I was born in Berlin, but my family moved to China when I was about eight or nine months old. My first 10 years were spent in Shanghai where my father had a quite successful retail business. Looking back, the experience of growing up in such an exotic location was amazing. The culture was just incredible. In the evenings my father sketched a little bit…and I sketched alongside him. My mother bought me some crayons. I remember that one of the walls in our home was a beautiful light each color and I was eager to put my mark on it. At first my mother told me not to draw on the wall until my father said it was okay. When, to my great surprise, he okayed it, my mother smiled and said, ‘it’s okay, sweetie, go ahead”. So, from the beginning they were both very encouraging of my freedom of expression.
While living in Shanghai we took a vacation to Tibet for the summer. We stayed at a beautiful British hotel that my parents had heard about and were eager to visit. Very near the hotel was a Buddhist monastery and every time I passed by they were sitting quietly in meditation. I had no idea what meditation was and one day I asked my mother just why the monks were sitting so still. She did her best to explain it to me and finally the light went on and I understood.
I was out of art school a short time when a friend of mine introduced me to someone from the Van Heusen Company. The guy asked if he could take some of my designs and put them on shirts. I couldn’t conceive of that because I’m a painter who works on canvas and the idea of putting my art on a piece of clothing was foreign to me. But, I agreed and we did it, and before long a licensing agent came to see me. Within a year I had the 72 licensing deals. And they made $2.6 billion dollars! As for me, I made about $200 million from the retail sales.
Many years later in Paris, I met an Indian yogi named Swami Satchidananda, and I brought him to America. I was blown away by his wisdom and his charm and how well he articulated inner peace. I had never heard those words before—inner peace—and the experience of quiet and meditation just felt nice to me. In time I opened 52 yoga centers in his name all around the country. I was maybe 20 years old at the time and I invited friends up and friends brought friends, people like The Rascals and Carole King…a whole bunch of people came. I had a gigantic living room and I set up a chair for the swami and about 60 folding chairs for the guests. He gave many, many lectures and the room always filled up. I eventually rented a place for him to live on West End Avenue. It also had a very big living room. He gave classes and I hired someone to watch the doors and check people in and within three or four weeks it was standing room only, so we found a bigger place on 78th Street.

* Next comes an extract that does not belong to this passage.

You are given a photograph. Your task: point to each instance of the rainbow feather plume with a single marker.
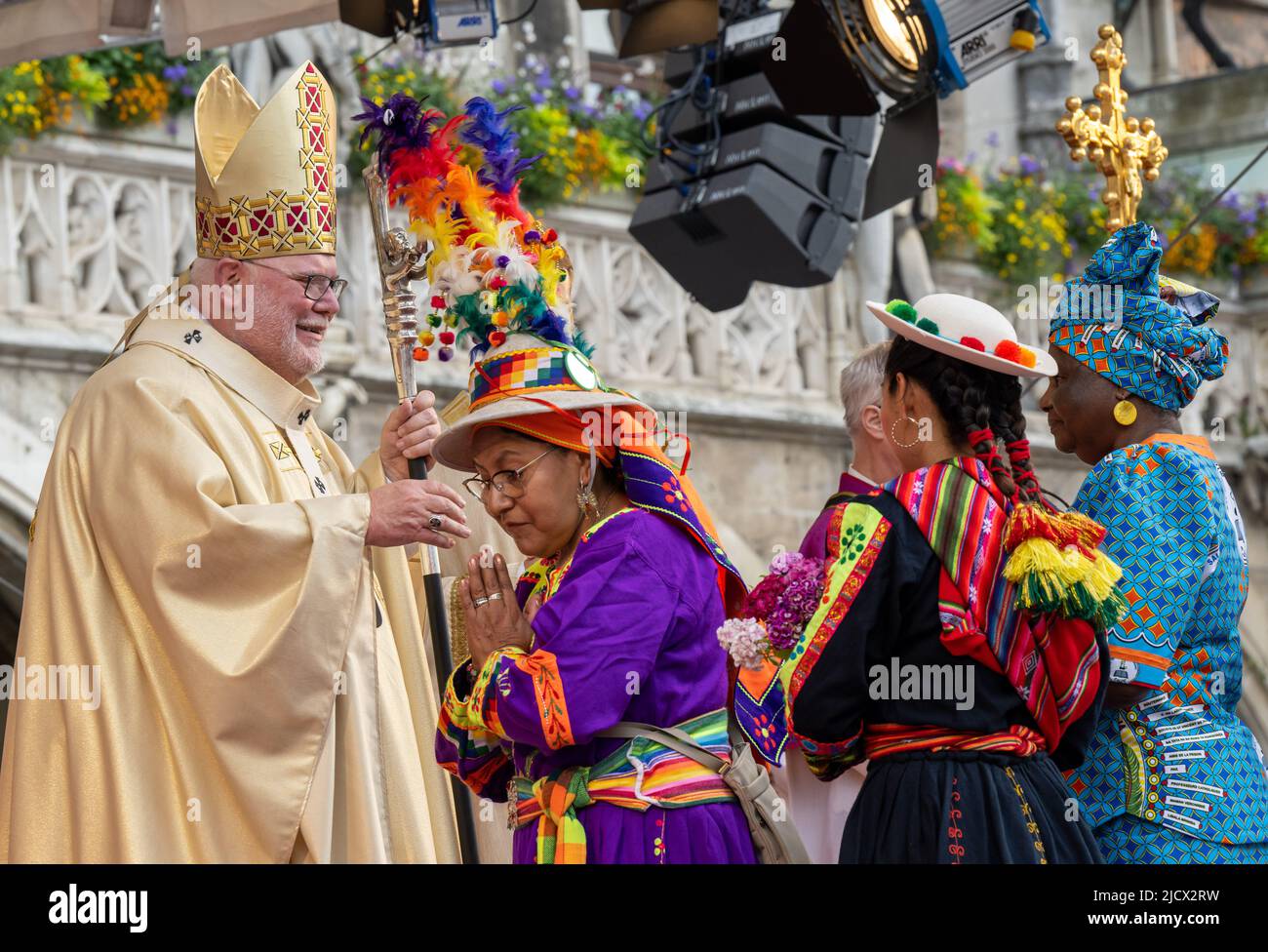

I bought that for him, because I was making a lot of money with the licensing deals I had at the time. After that I bought an even bigger building on 13th Street. The swami lived there and gave classes. Over the years I opened a total of 52 centers for the swami. For me, this was my greatest accomplishment; more so than my art career and my success as an artist with works in museums around the world. It brought spirituality to me and it was unbelievable. To know that inner peace…how to tune out all the craziness. Sadly, he died a few years ago. He was 91 years old. Yoga became as big a career as my art. And that was the biggest thing in my life: To bring yoga into America and bring America into yoga. A few years later I got a call from George Harrison, who was an acquaintance of mine at the time and he told me that they (the Beatles) had also met a swami and his name was Maharishi Mahesh Yogi.
I knew the Beach Boys and the Beatles very well. John Lennon and I were best friends. We used to hang out a lot. I knew Yoko as well. But I knew them separately at first. I knew Yoko before John knew her. Later, I would visit them every second or third day at the Dakota and many times the three of us would go across the street to Central Park and we would walk and talk together.
I hung with Jimmy Hendrix for two years before he got well known. I met him in a café that Albert Grossman owned north of Woodstock. Grossman was a business guy who became Bob Dylan’s and Carole King’s manager. He offered music in his café. One day, I’m sitting in the café drawing and a guy sitting next to me leans over and says ‘Hey man, this is really cool, are you an artist?” We start talking and I ask him what he does. He says, ‘I sing and play guitar’. I got to know him pretty well. He was the first black kid I had ever met…tall…and we walked around and he took me to his place, which was in Woodstock. He picked up his guitar and started to play and I was blown away. Jimmy Hendrix, can you imagine? Jimmy Hendrix. And he sang for me. Two years before he put out his first album. I met Carole King in the same way—and the Rolling Stones.